#100DaysOfCode in Python Transcripts
Chapter: Days 97-99: Building JSON APIs
Lecture: Implementing the game-status method
0:00 Next up, let's implement game status.
0:03 So, if we're in Postman, we can pull this up, check.
0:06 I would get the details for this game
0:09 that actually doesn't even exist.
0:10 Okay, so we have a little bit of work to do.
0:12 Now, on a couple of these going forward,
0:16 I'm going to take some code and just put it in here.
0:18 I'm not against typing it out as you guys
0:20 can probably tell, I'd love to do that for you.
0:22 But there's times when it's just not really worth
0:26 you watching me write these details,
0:27 'cause we really already computed this,
0:29 but we need to change the way which we're computing it
0:33 because we can't store the state between
0:35 rounds in a particular game like we did before.
0:37 So we got to go back to the database and compute it.
0:39 It's kind of clumsy.
0:41 If we change our data model, we could do
0:43 this much more simply, but remember one
0:46 of my goals is to actually not change
0:47 the data model, 'cause I think that's adding too much.
0:51 This is going to be a little bit less pretty,
0:52 but let's have a look.
0:56 And when we ask for the game status,
0:57 we want to give several pieces of information.
1:00 Is the game over, what moves were there?
1:04 What players were involved in the game?
1:07 And, who won the game if the game is over?
1:11 So, here, we're grabbing, up here we have
1:14 the history, these are all the moves played.
1:16 We have, is the game over?
1:17 These are all things that we've wrote before.
1:20 We need to quickly, give it an id,
1:22 find a roll and find a player so
1:25 that we can use the names and stuff
1:26 in some of these methods down here, like this to_json.
1:30 So, we've built to sort of look up
1:31 that we can just quickly pass id
1:33 instead of going back and back and back to the database,
1:36 we can just store those here.
1:37 This works for a small number of players,
1:39 for hundreds or thousands, but not millions.
1:42 Alright, we'd change the way this is written
1:43 if that were the case.
1:45 Find the player, count how many times
1:47 they've won, because that actually helps us,
1:50 I don't need this anymore.
1:51 That actually helps us know whether
1:52 the game is over, things like that.
1:54 Okay, so let's go and run this.
2:00 It shouldn't be super-interesting,
2:01 because there's going to be no game,
2:03 it might even crash, index out of range, yes.

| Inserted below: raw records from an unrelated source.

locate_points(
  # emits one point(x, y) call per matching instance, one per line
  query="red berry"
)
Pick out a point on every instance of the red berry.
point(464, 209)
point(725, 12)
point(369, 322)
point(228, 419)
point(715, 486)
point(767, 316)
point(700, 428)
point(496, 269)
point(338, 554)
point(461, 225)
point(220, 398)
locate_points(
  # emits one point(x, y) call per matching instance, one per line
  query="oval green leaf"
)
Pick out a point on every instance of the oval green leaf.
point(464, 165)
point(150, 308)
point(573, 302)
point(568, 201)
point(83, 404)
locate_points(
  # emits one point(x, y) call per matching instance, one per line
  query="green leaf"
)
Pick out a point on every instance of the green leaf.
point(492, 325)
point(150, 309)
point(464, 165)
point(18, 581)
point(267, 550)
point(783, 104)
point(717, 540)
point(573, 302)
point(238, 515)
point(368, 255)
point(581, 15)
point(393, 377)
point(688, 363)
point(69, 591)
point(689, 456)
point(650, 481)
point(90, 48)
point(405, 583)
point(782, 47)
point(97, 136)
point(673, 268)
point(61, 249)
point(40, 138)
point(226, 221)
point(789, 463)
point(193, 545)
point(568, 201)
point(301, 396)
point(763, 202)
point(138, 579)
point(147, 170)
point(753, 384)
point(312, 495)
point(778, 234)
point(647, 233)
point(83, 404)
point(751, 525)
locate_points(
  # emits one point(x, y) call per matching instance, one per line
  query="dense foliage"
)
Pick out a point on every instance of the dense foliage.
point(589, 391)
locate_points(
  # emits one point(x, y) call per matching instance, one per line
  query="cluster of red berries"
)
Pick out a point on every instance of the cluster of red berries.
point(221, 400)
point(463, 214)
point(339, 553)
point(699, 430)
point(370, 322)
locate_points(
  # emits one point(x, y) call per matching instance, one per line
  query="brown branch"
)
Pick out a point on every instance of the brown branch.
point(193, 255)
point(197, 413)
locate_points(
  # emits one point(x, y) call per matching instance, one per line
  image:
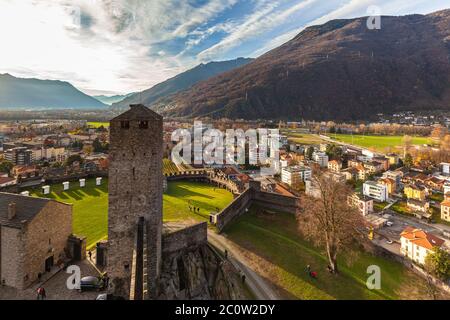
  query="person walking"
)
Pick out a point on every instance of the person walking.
point(41, 294)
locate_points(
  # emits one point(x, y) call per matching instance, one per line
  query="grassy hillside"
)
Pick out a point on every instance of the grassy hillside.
point(271, 241)
point(90, 204)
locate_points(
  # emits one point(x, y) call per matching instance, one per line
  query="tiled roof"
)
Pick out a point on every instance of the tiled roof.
point(138, 112)
point(26, 208)
point(422, 238)
point(6, 180)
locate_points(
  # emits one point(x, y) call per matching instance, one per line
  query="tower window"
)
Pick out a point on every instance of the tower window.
point(143, 124)
point(125, 124)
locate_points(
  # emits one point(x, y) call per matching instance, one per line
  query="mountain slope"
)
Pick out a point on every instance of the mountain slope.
point(109, 100)
point(340, 70)
point(181, 82)
point(35, 93)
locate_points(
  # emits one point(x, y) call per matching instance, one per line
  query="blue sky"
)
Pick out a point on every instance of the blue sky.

2:08 Yeah, I thought so, so there's no history here.
2:10 So let's say we need to do our little 404 thing.
2:13 We'll say this level, I'm going to just say abort 404,
2:20 flask.abort(404), and that should throw
2:24 an exception and stop it right away.
2:25 Let's try that again.
2:29 Ooh, page not found.
2:30 So we don't have any games created
2:32 'cause we have to be able to play a game,
2:34 but I think it's going to work.
2:35 We'll come back to this and test it again.